Binder Grösswang-Partner Ivo Rungg betonte den Wert der Daten u.a. für unter dem Schlagwort „Big Data“ firmierende Anwendungen und ging auf die andere rechtliche Einordnung der aus Industrie-4.0-Prozessen generierten Daten im Gegensatz zu den im Wesentlichen für Marketingzwecke genutzten personenbezogenen Daten ein: „Nicht personenbezogene Daten, also etwa Daten aus reinen Produktionsabläufen, unterliegen weder den Einschränkungen des Datenschutzes, noch sind die Unternehmer in gleicher Weise gegen die unberechtigte Nutzung der Daten geschützt. Eigentumsrechte können an Daten in der Regel nicht geltend gemacht werden, oft aber können die Daten als Betriebs- und Geschäftsgeheimnisse klassifiziert werden; Voraussetzung dafür ist aber auch, dass die Daten effizient gemanagt und geschützt werden.“

Im Expertengespräch wurden die Chancen für die heimische Wirtschaft unterstrichen. Bei der innerbetrieblichen, der unternehmens- und der branchenübergreifenden Vernetzung von Produktionsprozessen entstehen gleichsam als Nebenprodukt enorm wertvolle Datenmengen. Diese sollten nicht immer nur unter dem Aspekt betrachtet werden, wie sie gegen den Zugriff Dritter zu schützen sind, sondern man sollte die sich daraus ergebenden Ertragschancen evaluieren. Daten sind ein wertvoller Rohstoff, den man mehrfach nutzen sollte und zudem gewinnbringend verwerten kann. Gerade in Anbetracht des steigenden Wettbewerbsdrucks durch die globale Vernetzung der Wirtschaft ist es völlig unverzichtbar, diese Potenziale systematisch zu nutzen. Im Hinblick auf die weitere Entwicklung der Industrie 4.0 in Österreich ist die Geschäftsführerin der Leitbetriebe Austria, Monica Rintersbacher, jedenfalls zuversichtlich: „Natürlich ist der Transformationsprozess jetzt erst so richtig angelaufen, aber insbesondere die Leitbetriebe sind bereits voll eingestiegen und arbeiten konsequent an der Nutzung immer neuer technischer Möglichkeiten.“

Gesetzliche Rahmenbedingungen
Im Zuge digitalisierter Produktionsprozesse generierte Daten unterscheiden sich grundlegend von personenbezogenen Daten, die primär Marketing und Vertrieb revolutioniert haben. Einerseits sind auf sie die Beschränkungen des Datenschutzrechts nicht anwendbar, andererseits sind auch Eigentums- und Nutzungsrechte nicht durch diese Rechtsmaterie definiert. Die Daten können aber als Betriebs- und Geschäftsgeheimnisse betrachtet werden, und auf diese Weise können Eigentumsrechte geltend gemacht werden. Diese sind aber an einige faktische Voraussetzungen geknüpft, etwa einer systematischen Sammlung und Sicherung der Daten. Zu beachten ist auch, dass die Schützbarkeit immaterieller Gegenstände in wichtigen Jurisdiktionen restriktiver geregelt ist als in Österreich.

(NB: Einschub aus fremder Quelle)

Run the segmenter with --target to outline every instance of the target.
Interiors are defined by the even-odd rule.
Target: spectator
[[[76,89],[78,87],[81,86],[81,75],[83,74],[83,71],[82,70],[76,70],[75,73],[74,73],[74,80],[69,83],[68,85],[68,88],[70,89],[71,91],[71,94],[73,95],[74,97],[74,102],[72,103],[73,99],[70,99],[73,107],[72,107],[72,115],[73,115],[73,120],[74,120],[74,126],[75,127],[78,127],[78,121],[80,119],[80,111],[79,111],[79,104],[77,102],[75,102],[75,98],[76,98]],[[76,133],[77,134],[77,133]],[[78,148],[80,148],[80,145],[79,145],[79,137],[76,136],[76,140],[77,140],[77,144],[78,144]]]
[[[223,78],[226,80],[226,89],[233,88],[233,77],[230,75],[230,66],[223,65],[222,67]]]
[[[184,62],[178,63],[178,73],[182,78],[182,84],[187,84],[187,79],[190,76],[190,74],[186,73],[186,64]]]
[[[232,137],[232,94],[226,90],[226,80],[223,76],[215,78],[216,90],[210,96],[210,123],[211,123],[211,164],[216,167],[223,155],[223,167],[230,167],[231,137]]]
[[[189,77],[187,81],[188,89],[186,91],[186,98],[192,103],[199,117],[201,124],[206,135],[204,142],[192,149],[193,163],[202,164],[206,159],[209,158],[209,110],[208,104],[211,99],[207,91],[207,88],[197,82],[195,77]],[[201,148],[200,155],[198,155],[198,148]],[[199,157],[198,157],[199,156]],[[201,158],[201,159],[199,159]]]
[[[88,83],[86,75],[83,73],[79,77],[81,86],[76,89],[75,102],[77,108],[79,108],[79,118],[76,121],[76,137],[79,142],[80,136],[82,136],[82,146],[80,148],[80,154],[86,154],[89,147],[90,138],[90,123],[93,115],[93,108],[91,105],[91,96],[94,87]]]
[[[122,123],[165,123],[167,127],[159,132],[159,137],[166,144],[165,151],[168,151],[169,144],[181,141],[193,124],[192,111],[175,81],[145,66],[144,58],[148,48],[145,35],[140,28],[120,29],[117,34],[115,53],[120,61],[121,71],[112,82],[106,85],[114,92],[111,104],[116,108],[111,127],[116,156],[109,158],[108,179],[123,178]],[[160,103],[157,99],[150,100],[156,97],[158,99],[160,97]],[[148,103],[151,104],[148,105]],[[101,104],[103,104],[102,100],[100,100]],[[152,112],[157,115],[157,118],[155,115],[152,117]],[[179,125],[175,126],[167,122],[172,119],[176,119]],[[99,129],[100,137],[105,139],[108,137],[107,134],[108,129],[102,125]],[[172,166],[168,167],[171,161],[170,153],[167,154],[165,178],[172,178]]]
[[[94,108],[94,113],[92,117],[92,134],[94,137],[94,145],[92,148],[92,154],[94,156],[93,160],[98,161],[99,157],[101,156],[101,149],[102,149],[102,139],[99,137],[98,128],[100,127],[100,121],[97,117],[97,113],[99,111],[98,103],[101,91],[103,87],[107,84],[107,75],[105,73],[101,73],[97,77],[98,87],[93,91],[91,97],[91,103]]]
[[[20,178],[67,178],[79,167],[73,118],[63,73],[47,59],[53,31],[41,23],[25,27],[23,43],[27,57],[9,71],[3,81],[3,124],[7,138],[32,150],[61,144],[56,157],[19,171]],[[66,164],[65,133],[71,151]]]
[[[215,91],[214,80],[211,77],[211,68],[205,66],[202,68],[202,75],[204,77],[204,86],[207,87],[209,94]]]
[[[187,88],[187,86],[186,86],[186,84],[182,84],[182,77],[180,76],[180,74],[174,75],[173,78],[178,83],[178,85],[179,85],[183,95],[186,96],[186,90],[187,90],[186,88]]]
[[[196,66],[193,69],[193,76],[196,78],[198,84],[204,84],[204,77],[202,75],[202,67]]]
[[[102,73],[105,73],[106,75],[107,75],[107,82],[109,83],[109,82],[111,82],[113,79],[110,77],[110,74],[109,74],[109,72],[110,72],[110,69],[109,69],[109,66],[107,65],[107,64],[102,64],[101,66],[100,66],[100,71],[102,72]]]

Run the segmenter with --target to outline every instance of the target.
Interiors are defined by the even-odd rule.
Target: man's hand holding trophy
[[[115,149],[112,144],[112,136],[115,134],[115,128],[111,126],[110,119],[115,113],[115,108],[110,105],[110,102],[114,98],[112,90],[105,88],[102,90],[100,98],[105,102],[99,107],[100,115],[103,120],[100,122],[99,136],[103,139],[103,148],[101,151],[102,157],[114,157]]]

In überbetrieblich vernetzten Produktionsprozessen werden Daten nicht in einem, sondern im Zusammenspiel mehrerer Unternehmen generiert. Damit wird auch die Frage relevant, welchem der beteiligten Unternehmen die Daten gehören oder ob sie gemeinsames Eigentum sind. Dies ist entscheidend dafür, wer die Daten jenseits des betreffenden Produktionsprozesses nutzen darf. Weiters werden in vollautomatisierten Prozessen Datenkonvolute durch Maschinen erstellt, menschliches Zutun ist dafür nicht erforderlich. Zu klären ist generell und im Einzelfall, ob diese Daten dann schützbares geistiges Eigentum darstellen können.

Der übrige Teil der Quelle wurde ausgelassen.